On 27 February, Ciné-Real will screen Bicycle Thieves (1948), a foundation stone of Italian neorealism and routinely voted as one of the greatest films of all time. It plays at the film club’s regular location at the Moth Club, Hackney.
The film was directed by Vittorio De Sica, whose first neorealist feature Shoeshine (1946), about juvenile corruption in post-war Rome, had already impressed critics abroad. Like Shoeshine, Bicycle Thieves uses children to question the dubious adult authority around them. It follows Antonio (Lamberto Maggiorani), and his little boy Bruno (Enzo Staiola), searching for his stolen bicycle on the streets of post-war Rome. Antonio is a poor man and desperately needs to get his bicycle back as it is the only way he can keep his job – sticking up film posters.
Throughout their search, Antonio makes finding the bike a priority over his son. In one scene, Bruno is overcome with dismay by their unfortunate situation. His father, angered by his son’s sign of weakness, slaps him. A harsh reaction, considering Bruno only wished to help Antonio.

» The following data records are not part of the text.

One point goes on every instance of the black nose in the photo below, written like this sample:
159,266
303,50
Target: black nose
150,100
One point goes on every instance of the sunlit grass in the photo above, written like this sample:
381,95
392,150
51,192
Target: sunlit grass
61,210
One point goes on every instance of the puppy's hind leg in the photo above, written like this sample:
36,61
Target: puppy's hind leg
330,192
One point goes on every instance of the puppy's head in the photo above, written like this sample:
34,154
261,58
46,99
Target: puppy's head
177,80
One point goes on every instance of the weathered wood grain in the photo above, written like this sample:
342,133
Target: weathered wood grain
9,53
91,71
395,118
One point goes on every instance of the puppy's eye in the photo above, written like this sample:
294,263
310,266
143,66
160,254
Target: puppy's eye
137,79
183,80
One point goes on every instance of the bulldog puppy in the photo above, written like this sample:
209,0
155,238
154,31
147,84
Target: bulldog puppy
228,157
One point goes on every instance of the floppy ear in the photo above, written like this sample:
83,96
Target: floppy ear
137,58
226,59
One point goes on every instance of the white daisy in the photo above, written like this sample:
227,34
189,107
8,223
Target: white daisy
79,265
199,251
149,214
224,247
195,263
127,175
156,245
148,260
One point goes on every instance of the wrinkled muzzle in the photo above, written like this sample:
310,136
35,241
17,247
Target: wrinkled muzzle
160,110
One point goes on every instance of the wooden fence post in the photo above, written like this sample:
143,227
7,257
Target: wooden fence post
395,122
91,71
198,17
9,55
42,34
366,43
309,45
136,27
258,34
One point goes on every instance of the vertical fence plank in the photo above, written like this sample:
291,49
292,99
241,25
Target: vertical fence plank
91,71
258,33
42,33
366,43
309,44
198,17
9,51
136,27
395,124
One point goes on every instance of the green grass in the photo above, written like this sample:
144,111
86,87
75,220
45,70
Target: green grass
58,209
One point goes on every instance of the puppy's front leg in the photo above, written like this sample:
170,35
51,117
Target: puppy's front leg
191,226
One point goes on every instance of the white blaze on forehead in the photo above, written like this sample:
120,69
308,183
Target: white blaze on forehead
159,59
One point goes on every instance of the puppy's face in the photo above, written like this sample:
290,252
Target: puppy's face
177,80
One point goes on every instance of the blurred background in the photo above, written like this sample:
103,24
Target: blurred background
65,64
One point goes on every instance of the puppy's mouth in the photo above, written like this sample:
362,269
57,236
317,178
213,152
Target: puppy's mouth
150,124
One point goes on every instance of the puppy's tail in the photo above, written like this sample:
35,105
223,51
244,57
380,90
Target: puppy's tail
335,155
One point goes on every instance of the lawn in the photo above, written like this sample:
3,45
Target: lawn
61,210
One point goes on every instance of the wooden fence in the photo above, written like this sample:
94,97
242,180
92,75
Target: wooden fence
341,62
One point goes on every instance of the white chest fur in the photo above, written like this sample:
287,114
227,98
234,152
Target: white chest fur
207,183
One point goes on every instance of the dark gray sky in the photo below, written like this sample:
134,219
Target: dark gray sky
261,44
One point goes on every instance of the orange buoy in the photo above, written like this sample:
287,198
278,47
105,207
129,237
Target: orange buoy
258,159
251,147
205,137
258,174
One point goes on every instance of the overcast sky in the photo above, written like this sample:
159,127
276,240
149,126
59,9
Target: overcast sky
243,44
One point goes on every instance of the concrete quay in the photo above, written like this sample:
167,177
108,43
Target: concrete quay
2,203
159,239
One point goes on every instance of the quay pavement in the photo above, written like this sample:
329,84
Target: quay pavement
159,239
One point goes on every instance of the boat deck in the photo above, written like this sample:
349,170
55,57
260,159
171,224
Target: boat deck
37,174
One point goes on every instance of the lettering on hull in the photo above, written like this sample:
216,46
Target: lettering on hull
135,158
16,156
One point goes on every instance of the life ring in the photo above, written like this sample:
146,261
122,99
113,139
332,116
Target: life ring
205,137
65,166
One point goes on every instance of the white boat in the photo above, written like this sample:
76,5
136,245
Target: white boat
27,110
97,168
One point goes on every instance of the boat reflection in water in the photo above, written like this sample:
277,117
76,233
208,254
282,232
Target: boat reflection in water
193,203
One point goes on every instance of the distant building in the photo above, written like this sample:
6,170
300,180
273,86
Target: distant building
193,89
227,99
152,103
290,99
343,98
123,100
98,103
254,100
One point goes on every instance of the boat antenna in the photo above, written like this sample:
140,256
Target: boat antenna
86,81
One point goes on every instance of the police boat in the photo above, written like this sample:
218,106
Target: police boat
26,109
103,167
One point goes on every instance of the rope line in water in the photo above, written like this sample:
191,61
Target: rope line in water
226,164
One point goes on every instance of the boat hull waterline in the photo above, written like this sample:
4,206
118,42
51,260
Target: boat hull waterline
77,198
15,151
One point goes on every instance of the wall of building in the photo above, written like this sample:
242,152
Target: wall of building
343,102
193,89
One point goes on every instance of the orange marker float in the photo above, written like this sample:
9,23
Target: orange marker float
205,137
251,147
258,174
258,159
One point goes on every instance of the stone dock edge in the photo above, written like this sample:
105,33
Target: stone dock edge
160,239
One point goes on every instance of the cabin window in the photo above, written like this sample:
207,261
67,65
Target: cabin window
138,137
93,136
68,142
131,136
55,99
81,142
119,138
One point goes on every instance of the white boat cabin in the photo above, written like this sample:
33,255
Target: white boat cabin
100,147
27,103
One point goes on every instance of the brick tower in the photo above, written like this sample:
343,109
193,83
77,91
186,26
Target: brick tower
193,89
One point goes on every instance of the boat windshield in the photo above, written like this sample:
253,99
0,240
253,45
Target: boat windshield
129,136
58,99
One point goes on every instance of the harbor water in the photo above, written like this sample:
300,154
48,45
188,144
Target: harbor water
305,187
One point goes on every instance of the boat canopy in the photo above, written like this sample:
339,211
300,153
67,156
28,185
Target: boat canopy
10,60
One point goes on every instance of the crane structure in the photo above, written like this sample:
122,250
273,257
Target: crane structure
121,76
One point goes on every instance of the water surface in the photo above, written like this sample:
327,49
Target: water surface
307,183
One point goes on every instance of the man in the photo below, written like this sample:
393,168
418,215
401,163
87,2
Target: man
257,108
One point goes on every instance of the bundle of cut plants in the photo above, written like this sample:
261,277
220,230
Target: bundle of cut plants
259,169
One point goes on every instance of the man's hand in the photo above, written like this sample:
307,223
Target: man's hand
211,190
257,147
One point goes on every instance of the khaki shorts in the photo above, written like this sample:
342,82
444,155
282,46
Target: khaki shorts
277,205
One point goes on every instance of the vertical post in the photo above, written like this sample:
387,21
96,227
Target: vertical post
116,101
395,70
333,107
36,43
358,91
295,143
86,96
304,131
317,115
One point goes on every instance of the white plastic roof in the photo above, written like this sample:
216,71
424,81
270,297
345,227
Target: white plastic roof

When father and son finally catch the thief, his neighbours come out to support him and he manages to slip away. Observing the faces in this crowd – the thief, Antonio and Bruno included – we see that everyone shares the same misfortunes in poverty. In the film's closing sequence, Antonio steals a bike himself – continuing the cycle of theft and desperation. Just as he is about to be taken to the police station, the stolen bicycle’s owner is moved by the sight of a heartbroken Bruno and asks the police to release Antonio. While Bruno has saved the day, he has witnessed his father’s humiliation as one unable to provide for his family.
Before the screening, we caught up with Liam Saint-Pierre, who founded Ciné-Real in 2011, to hear about his personal connection with the film.
“Like many film students, the first time I watched Bicycle Thieves was in my film studies class,” he says. “This was back in the early noughties at South Trafford College in Manchester. My lecturer was a passionate socialist and he helped to focus our attention on ever injustice in the film. But for me, it always seemed to be a humanist film about a boy witnessing his father’s fallibility, yet loving him nonetheless. Despite being made over half a century ago it moved me deeply and it’s a film I’ve got something more out of after every new viewing.”